This is not an uncommon rule, I'm just very confused. What you're suggesting is notification over something that is a pretty common practice on most campuses just because you're unfamiliar with it. The rule says "MAY" because it is a sample rule. It means it's permissible for a campus to add that as a consequence to non-attendance at parties. In fact, in those rules, the PNM ones I bolded are actually bolded in the manual as well as well as bolding the one about the bid card agreement and the NO MEN/ALCOHOL rule.

I suppose what I'm trying to convey, past your "GEEZ LADIES GEEZ" is that you're the only one who thinks this is shocking. There's no 'blessing it' specifically, it's part of the campus panhellenic's rules and is not an unusual one. This does btw, exclude sickness/class/team practice generally speaking, in case that's your thought process here.

That is not to say that all schools have the same rules, for example.
On SMU's FAQ:
Quote:
Q: May I skip a sorority even if I do not want to attend?
A: No, if you choose to miss a party then you will be removed from the entire process. There are no exceptions.
From U of Maryland
Quote:
What happens if I have to miss a round during spring recruitment?
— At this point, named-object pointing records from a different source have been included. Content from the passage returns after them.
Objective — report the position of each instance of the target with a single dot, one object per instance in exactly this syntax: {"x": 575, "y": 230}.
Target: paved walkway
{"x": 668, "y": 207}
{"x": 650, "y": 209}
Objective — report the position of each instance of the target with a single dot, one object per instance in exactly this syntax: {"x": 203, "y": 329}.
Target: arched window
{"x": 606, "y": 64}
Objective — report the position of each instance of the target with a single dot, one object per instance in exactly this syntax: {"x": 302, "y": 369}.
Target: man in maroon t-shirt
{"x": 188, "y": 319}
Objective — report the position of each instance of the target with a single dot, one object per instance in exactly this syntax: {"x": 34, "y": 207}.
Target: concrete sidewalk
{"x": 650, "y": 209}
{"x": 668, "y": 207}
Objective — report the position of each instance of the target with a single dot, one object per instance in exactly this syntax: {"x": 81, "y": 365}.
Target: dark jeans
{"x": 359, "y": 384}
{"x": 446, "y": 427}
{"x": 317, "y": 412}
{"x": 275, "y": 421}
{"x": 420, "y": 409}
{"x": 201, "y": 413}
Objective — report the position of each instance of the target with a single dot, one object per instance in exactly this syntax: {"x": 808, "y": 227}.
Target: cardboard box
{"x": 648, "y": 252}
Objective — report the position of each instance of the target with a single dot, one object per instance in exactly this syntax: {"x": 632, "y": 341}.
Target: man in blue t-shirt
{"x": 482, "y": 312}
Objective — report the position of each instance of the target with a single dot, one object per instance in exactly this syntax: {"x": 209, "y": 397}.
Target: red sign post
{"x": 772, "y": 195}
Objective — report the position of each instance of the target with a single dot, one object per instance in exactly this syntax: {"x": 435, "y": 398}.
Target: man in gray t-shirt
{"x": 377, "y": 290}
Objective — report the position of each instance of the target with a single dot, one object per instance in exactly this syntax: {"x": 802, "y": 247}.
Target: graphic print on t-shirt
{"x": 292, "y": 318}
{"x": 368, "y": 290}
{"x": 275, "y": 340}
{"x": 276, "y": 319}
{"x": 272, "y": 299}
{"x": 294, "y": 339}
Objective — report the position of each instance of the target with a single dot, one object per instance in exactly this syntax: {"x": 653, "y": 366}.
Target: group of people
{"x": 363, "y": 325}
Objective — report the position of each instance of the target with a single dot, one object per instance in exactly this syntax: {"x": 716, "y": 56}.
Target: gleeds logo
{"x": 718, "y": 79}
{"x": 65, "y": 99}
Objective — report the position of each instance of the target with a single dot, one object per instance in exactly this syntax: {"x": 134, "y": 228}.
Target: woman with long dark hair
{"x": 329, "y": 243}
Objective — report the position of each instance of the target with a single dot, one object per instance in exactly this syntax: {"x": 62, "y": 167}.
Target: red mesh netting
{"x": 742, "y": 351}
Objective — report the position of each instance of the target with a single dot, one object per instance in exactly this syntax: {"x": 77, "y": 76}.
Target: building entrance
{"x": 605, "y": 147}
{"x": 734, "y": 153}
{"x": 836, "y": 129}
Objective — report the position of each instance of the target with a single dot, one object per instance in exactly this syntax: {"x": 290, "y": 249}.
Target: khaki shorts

If for any reason you have to miss a party during recruitment, you must fill out an excuse form with your Rho Gamma so that the sororities know why you could not attend their party. Please keep in mind that if you do not attend specific events, it is the sorority’s decision as to whether or not they invite you to attend their party during the next round. We strongly encourage you to attend every party during recruitment, so you can maximize your information and opportunities during recruitment and to help make your decision making process easier!
California State U: Long Beach
Quote:
What if I have to miss a Recruitment event?

It is very important that you attend all of the Recruitment events to which you are invited. Unexcused absences hamper your chances of being invited to the next round. Excuses are granted for illness, family emergencies, class attendance, and religious observances, provided you notify your Recruitment Counselor in advance at the orientation so that the chapters can be informed. We strongly recommend that you arrange to get off work during the Recruitment events if at all possible.
So you see, just from the ones posted publically there are a variety of different methods, but it is NOT strange to be pulled from recruitment if you miss a party and it IS legitimate and PNMs are informed of the rules ahead of time in their information packets, etc.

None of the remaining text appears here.